Mas a roupa dos ricos não precisa ter três por três palmos para se tornar ritualmente impura para os pobres, pois até pedaços menores de tecido são significativos para os pobres. Portanto, a lei referente aos pobres não é determinada pelo costume dos ricos. Do mesmo modo, a lei do eiruv referente ao restante do mundo não deve ser determinada pelo costume dos persas de comer carne assada como alimento por si só.
וְכִי תֵּימָא: הָכָא לְחוּמְרָא וְהָכָא לְחוּמְרָא, וְהָתַנְיָא, רַבִּי שִׁמְעוֹן בֶּן אֶלְעָזָר אוֹמֵר: מְעָרְבִין לְחוֹלֶה וּלְזָקֵן כְּדֵי מְזוֹנוֹ. וּלְרַעַבְתָן, בִּסְעוּדָה בֵּינוֹנִית שֶׁל כׇּל אָדָם. קַשְׁיָא.

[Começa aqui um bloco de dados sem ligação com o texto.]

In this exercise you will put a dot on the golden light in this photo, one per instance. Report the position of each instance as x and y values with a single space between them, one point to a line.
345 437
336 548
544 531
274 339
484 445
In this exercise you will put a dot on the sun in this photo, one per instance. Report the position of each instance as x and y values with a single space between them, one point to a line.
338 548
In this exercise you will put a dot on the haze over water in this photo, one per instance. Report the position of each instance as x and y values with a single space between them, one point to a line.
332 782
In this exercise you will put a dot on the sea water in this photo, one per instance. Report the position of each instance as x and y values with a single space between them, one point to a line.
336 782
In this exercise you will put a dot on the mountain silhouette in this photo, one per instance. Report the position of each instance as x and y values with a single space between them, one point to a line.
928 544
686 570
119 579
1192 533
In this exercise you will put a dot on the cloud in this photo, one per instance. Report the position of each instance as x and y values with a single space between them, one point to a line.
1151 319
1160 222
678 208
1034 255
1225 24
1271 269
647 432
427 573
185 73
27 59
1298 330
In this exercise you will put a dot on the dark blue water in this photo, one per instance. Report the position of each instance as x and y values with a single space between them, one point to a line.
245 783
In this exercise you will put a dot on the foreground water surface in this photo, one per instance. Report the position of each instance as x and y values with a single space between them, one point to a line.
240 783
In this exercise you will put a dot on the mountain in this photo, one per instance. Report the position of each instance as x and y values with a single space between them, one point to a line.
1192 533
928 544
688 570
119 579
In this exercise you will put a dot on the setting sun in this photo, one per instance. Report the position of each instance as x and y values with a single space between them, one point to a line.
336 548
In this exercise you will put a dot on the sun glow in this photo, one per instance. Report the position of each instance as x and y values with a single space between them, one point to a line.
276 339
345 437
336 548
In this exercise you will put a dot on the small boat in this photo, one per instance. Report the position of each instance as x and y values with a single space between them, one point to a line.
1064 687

E se você disser: Tanto aqui a decisão é rigorosa, quanto a decisão é rigorosa, isto é, com relação à impureza ritual, a halakha é rigorosa com respeito ao pobre e declara impuros retalhos de tecido que têm apenas três por três palmos, mas com relação ao eiruv a halakha exige carne assada suficiente para duas refeições como alimento por si só, de acordo com o costume dos persas, então há uma dificuldade: Não foi ensinado em uma baraita que Rabi Shimon ben Elazar diz: Pode-se estabelecer um eiruv para uma pessoa doente ou idosa com uma quantidade de alimento suficiente para ela para duas refeições, e se ela come menos do que a pessoa média devido à sua doença ou idade, uma quantidade menor de alimento é necessária para estabelecer um eiruv em seu favor; porém, para um glutão, não exigimos alimento em quantidade que o satisfaça, mas apenas alimento suficiente para duas refeições medidas de acordo com uma refeição média para a pessoa típica? Isso indica que a halakha com respeito a um eiruv é leniente e não rigorosa. A Guemará conclui: De fato, isso é difícil.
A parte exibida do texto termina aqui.